Many years ago, I had a bowl of mushroom soup
in a restaurant that was simply spectacular
and I really wanted to know how to make it. It was made with large chunks of mushroom
and the base was somewhat thick and creamy in texture, without being overly rich. So I pleaded with the chef
for a time, trying to extract said recipe
. It was to no avail; she would not part with it. Some people are like that. Oh well
As the years passed, I tried several times to duplicate it from likely-looking recipes, but the results were always disappointing.
Yesterday, I was wandering around the produce department of a very large supermarket, on the verge of leaving because I was thoroughly irritated.
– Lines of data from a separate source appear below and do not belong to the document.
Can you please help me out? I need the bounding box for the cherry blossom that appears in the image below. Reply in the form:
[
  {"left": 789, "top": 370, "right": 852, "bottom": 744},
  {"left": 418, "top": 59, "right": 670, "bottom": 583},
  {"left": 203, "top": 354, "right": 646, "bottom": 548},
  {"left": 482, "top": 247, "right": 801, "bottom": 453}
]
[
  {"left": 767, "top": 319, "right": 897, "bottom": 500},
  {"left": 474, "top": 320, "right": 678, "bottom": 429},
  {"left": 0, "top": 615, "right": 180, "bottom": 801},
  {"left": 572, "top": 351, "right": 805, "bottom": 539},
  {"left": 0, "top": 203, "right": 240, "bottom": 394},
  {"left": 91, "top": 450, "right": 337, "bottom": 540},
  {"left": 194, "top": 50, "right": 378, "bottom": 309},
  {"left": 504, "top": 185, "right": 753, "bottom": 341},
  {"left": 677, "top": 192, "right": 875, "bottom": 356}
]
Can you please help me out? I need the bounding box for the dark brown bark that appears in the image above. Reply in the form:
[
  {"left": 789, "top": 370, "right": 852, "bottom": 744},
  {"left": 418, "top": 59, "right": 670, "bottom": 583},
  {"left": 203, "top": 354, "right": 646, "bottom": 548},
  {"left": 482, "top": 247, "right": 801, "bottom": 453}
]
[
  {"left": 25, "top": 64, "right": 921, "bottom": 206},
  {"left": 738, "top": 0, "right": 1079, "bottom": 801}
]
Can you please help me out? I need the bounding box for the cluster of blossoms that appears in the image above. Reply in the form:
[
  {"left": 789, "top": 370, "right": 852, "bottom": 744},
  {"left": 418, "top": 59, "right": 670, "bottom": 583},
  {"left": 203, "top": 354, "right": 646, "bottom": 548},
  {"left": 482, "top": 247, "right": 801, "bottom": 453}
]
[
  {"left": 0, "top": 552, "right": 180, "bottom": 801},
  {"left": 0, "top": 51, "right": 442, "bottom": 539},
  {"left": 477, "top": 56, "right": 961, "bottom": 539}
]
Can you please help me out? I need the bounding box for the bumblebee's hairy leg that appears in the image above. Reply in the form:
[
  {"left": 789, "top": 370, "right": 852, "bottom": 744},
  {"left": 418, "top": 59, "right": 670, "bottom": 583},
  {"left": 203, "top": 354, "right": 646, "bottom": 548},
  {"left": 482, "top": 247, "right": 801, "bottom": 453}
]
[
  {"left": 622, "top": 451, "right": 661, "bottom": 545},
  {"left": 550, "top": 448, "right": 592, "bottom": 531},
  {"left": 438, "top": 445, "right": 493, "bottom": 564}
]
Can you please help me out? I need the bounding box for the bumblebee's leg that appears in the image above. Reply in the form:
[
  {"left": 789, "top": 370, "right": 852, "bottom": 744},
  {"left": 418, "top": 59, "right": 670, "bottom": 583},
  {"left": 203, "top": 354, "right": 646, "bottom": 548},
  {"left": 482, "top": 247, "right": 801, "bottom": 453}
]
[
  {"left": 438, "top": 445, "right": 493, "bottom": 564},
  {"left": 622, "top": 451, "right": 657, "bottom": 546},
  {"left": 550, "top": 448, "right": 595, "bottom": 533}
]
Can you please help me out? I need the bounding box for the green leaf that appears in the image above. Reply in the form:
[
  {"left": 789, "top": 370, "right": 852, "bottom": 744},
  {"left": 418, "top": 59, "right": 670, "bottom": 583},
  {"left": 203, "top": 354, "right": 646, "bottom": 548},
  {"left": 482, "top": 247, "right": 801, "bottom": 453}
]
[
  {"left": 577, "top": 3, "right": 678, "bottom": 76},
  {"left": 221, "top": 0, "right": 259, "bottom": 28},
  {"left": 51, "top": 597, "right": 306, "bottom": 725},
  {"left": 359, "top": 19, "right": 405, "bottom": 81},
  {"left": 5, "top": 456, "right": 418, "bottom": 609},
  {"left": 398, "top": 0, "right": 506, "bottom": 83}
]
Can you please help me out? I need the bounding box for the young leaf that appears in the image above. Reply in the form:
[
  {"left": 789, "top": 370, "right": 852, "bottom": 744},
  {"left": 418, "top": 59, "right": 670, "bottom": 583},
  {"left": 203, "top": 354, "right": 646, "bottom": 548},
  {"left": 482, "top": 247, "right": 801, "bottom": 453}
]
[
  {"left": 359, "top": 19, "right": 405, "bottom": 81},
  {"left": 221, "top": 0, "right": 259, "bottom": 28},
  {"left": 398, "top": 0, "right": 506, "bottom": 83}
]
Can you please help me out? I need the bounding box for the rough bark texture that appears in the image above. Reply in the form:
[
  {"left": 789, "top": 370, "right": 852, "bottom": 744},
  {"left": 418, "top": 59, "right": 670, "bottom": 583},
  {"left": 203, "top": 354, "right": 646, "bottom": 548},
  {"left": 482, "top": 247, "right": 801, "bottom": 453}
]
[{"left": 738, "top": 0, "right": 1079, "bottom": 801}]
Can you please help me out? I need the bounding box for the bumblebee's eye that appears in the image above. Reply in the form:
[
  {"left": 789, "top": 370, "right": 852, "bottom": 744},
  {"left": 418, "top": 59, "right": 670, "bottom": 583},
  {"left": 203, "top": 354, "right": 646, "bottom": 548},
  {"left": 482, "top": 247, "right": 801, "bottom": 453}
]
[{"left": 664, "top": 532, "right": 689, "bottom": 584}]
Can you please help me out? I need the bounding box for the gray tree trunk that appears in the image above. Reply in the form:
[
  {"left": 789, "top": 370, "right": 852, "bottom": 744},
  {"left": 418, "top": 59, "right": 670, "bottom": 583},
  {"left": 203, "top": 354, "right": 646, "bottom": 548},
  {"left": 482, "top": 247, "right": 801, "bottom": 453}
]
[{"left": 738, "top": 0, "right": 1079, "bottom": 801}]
The source of my irritation was someone sitting on the balcony overlooking the store, strumming a guitar, delivering off-key renderings of Christmas carols and old Elton John songs into a microphone. There was no escaping it.
Just as he broke into the refrain, An' I guess that’s why they call it the blues, I came across two packages of white button mushrooms on sale and thought perhaps I would have one last go at duplicating the soup I’d enjoyed so much many years ago. Reminiscing about soup is as melancholy as I can get, even when besieged with Christmas music and love songs. So I bought the two packages of white button mushrooms, a bag full of cremini, two portobello and some dried porcini and left posthaste.
This morning, I cleaned, chopped and sautéed the button mushrooms and portobello stems in a little butter and added salt while cooking. I blended them with a little water and poured the mixture into a soup pot. I also reconstituted a handful of porcini mushrooms and blended them along with the soaking liquid, adding that to the soup pot. I made an incredible mess at one point, because I thought I could get away without putting the lid on the blender, but a plug of mushroom bits that had wrapped itself around the blade suddenly leapt out of the jug and covered the entire counter (note to self and others…always put the lid on the blender).
After cleaning up, the portobello were chopped into chunks, the cremini sliced and both sautéed before adding them to the soup. I adjusted the consistency by adding some water and then tasted it. The flavour was rich and deep, and quite creamy without the addition of milk or cream, but I added a teaspoon of cream to provide the big molecule sensation that dairy products provide when they pass over the tongue. A little more salt and some black pepper, and nothing else was needed.
It is, in fact, much better than the soup I had years ago, and infinitely better than any I’ve had from a can.
So that’s it – mushroom soup. I figured it out. Yay!